Qualcomm filed another a lawsuit against Apple with a San Diego, California-based court on Wednesday, alleging that the iPhone maker failed to protect the chipmaker’s proprietary mobile chip software like it was contractually obliged to do so, having supposedly allowed some of Qualcomm’s solutions to be leaked to its major competitor Intel. The litigation hinges on the accusation that Apple’s team working with Qualcomm who enjoyed access to some of the tech giant’s technologies wasn’t efficiently segregated from the Cupertino-based company’s division collaborating with Intel.
The firm’s main evidence supporting the allegation is said to be an email from one of Apple’s engineers to their colleague at Qualcomm, wherein the former requested access to some information about an unspecified proprietary software related to phone chips via email and carbon-copied an Intel engineer to the said correspondence. Qualcomm claims that incident proves Apple’s contract-breaching omission, adding that the smartphone manufacturer isn’t allowing the company to audit its internal practices related to protecting Qualcomm’s protected technologies utilized in iPhones which is also supposedly mandated by a contract between the two, Bloomberg reports.
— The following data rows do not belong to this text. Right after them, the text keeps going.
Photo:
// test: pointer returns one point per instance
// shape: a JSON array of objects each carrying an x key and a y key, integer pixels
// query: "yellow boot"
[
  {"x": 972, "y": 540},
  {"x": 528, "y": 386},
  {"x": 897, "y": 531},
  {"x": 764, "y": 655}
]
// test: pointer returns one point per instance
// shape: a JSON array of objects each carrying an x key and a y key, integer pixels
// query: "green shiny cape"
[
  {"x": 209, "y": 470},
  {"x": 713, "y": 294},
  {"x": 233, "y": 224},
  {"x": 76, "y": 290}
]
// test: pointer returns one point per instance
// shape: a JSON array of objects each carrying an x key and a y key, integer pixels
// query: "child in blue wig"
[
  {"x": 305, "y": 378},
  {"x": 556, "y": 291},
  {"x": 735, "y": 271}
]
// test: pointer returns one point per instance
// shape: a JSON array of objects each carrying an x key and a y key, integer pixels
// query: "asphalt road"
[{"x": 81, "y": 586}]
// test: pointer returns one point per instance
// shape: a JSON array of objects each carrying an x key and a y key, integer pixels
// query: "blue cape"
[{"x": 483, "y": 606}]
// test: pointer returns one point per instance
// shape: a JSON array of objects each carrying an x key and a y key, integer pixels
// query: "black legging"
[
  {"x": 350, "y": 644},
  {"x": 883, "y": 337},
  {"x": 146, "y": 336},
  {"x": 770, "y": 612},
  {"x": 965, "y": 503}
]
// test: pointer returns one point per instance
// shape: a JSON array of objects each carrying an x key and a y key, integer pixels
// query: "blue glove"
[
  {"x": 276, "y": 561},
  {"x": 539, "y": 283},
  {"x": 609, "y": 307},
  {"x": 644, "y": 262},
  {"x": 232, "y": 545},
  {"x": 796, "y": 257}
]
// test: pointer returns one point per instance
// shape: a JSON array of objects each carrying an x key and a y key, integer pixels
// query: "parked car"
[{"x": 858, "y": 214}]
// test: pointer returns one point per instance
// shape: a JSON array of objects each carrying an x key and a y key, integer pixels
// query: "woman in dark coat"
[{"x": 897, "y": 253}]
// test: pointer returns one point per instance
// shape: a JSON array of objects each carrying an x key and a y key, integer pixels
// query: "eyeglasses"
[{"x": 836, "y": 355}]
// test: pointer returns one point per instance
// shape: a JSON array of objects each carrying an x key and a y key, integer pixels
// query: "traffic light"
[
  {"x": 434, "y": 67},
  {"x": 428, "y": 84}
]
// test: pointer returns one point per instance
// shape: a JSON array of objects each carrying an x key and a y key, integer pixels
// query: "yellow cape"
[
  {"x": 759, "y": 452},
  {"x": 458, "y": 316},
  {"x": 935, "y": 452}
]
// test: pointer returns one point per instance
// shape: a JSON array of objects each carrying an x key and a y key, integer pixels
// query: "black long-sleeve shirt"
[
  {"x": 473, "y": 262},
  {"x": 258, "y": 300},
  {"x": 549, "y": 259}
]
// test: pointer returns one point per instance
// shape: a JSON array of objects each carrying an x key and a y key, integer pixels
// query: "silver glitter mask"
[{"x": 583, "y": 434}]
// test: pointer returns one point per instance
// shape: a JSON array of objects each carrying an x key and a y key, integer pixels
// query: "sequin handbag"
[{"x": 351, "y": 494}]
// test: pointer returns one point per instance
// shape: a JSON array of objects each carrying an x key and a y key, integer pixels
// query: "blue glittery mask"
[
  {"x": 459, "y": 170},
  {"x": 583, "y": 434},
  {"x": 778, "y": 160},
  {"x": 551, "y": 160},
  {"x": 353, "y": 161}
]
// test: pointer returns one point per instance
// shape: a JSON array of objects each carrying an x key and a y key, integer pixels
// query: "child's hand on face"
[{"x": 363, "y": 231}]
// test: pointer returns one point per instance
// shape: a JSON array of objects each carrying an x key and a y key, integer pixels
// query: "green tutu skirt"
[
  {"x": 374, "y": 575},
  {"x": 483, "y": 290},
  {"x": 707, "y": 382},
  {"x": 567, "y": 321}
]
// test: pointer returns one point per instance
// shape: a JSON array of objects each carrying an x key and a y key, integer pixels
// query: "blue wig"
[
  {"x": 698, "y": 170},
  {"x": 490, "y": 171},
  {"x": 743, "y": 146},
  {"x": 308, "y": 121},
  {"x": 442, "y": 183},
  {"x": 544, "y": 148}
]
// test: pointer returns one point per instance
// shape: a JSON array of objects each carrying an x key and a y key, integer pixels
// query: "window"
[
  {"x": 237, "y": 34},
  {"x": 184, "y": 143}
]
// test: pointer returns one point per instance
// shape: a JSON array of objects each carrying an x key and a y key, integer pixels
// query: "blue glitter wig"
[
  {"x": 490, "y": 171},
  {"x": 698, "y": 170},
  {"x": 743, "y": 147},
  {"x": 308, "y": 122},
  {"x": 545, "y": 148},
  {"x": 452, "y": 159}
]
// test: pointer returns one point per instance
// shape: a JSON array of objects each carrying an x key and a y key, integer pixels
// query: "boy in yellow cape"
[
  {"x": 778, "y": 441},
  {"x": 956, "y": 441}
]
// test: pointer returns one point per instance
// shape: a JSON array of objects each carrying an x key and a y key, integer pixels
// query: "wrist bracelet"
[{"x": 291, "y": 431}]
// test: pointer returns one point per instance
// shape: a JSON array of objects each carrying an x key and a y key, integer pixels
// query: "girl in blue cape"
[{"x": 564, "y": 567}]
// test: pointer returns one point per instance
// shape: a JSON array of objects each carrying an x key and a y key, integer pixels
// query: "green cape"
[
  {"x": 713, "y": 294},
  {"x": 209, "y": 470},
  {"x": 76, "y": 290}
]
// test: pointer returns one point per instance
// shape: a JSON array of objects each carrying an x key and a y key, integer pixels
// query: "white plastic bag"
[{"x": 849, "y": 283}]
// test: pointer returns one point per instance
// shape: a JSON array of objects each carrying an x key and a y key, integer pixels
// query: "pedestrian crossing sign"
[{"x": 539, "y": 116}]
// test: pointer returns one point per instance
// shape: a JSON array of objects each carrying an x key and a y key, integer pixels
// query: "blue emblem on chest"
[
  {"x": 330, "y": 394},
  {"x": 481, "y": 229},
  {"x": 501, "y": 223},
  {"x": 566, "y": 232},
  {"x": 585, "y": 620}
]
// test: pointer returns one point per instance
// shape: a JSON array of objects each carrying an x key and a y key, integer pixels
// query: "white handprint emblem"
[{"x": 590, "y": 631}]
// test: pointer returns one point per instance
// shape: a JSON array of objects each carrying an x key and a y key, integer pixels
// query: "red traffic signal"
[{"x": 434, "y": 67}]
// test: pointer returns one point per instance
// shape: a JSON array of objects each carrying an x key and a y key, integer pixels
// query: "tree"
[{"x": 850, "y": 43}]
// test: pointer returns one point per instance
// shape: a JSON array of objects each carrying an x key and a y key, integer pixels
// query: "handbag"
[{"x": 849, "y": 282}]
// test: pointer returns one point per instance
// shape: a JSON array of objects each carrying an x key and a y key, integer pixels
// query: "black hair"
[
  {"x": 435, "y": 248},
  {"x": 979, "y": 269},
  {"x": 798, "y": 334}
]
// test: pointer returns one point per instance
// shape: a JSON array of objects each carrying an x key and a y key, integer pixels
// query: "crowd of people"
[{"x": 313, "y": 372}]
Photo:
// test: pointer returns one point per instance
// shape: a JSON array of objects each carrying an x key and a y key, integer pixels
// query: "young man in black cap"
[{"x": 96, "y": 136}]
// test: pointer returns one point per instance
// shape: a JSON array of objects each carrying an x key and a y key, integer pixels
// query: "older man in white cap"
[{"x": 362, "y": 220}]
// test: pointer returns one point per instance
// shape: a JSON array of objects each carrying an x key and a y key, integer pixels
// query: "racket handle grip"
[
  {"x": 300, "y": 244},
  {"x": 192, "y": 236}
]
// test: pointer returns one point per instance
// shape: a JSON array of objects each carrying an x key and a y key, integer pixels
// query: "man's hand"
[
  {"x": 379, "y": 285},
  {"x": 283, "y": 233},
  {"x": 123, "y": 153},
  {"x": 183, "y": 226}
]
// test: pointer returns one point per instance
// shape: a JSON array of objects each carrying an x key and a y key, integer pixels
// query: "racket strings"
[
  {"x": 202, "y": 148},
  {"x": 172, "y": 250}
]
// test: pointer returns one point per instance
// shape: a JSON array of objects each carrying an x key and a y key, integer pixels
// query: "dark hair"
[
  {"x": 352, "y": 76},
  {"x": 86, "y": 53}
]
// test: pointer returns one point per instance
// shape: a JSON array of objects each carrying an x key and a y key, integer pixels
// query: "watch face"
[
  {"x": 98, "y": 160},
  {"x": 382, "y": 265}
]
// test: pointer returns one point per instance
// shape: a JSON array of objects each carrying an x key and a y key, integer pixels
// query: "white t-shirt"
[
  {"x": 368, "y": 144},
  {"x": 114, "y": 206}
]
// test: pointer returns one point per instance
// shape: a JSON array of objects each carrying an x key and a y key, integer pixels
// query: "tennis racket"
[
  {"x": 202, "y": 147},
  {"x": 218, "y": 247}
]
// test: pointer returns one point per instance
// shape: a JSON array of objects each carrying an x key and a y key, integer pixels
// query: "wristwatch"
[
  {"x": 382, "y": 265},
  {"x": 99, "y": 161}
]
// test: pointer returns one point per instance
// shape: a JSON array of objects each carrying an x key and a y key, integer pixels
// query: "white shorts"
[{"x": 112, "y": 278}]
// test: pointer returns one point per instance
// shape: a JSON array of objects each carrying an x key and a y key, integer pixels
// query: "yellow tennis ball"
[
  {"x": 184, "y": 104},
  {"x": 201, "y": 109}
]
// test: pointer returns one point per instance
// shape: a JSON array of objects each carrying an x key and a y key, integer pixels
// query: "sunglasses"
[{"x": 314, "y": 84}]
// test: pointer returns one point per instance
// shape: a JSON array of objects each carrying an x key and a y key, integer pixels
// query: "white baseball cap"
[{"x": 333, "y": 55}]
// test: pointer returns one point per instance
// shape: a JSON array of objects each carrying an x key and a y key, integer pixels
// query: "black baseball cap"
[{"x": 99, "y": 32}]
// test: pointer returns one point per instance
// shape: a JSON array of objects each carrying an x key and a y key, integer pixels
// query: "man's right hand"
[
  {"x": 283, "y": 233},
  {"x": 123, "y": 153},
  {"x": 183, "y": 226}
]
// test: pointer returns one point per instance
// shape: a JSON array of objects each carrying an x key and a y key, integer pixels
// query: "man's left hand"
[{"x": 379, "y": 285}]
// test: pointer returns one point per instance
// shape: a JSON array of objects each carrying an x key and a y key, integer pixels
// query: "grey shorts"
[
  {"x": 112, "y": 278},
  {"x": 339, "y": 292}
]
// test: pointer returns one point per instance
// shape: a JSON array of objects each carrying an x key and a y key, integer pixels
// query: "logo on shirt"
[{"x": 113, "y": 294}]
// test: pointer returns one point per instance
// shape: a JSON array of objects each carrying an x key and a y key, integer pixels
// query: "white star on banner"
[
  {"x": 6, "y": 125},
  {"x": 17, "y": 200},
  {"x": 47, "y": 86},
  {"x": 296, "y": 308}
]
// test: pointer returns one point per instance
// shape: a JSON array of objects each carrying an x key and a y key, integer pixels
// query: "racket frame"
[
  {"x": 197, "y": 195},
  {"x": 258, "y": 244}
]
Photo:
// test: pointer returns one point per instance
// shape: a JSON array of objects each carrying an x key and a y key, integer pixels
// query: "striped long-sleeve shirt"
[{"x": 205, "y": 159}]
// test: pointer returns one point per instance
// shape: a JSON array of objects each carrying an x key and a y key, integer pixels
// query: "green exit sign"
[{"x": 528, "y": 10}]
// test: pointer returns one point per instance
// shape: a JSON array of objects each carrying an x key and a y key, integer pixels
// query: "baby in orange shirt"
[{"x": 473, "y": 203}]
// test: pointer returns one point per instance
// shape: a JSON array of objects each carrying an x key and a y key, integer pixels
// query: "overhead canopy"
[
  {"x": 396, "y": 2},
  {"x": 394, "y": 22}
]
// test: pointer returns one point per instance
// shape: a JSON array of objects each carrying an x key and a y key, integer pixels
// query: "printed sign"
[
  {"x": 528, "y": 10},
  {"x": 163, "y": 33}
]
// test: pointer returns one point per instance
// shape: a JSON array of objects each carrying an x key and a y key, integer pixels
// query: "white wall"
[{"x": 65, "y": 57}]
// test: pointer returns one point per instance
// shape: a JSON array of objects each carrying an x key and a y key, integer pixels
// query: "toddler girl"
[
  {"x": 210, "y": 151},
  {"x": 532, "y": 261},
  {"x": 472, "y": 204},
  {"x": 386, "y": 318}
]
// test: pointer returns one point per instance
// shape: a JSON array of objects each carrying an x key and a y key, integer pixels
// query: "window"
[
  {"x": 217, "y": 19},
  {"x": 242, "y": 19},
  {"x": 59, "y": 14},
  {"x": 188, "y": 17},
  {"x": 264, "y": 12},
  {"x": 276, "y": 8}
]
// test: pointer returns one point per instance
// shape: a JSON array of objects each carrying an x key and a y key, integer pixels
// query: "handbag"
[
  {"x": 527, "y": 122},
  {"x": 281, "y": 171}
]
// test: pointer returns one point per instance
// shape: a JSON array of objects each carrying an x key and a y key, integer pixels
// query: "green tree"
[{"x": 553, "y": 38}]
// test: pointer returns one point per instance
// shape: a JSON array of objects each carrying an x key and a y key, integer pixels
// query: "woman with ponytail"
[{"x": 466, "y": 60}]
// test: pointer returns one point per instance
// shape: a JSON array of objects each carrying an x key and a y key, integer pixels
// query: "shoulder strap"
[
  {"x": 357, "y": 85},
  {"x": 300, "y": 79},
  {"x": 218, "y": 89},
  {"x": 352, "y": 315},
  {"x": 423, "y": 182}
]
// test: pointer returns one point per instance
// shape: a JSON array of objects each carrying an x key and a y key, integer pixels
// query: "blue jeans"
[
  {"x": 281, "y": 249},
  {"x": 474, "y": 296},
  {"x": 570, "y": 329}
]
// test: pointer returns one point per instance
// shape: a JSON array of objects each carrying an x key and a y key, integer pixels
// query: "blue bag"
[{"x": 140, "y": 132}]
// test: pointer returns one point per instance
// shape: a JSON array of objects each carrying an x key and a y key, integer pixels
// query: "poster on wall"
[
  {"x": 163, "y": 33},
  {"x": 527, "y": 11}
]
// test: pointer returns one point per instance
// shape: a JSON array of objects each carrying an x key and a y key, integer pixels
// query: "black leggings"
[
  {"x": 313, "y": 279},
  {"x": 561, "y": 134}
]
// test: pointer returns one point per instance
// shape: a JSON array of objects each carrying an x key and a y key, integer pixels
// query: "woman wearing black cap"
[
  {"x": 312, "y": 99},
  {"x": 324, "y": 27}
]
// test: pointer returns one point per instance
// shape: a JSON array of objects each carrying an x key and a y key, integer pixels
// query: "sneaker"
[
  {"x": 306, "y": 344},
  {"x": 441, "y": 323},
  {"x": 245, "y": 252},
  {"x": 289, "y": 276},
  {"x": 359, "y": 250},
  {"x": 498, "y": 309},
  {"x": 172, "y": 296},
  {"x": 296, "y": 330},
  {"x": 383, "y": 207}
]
The two tech giants are still waging a number of other legal battles which started when Apple sued Qualcomm in early 2017, accusing the chipmaker of charging excessive royalties on standard-essential patents. Intel previously sided with Apple in the dispute, though it isn’t officially involved in the matter, and neither is the Santa Clara-based company named as a defendant in Qualcomm’s newly initiated litigation. Apple is presently in the process of transitioning the iPhone lineup away from Qualcomm’s technologies, having started its collaboration with Intel with the 2016 iPhone 7 series. Some industry sources previously claimed that the iPhone maker will completely drop Qualcomm’s technologies next year with the iPhone 9 family, though no official confirmation of these reports has yet been provided by Apple. If the original equipment manufacturer is successful in circumventing Qualcomm’s chips and related solutions with its future mobile offerings, it would likely deliver a heavy hit to the chipmaker’s bottom line. The San Diego-based semiconductor company previously said it expects its relations with Apple to improve in some unspecified future, with its CEO Steven Mollenkopf describing their recent clashes as being strictly business.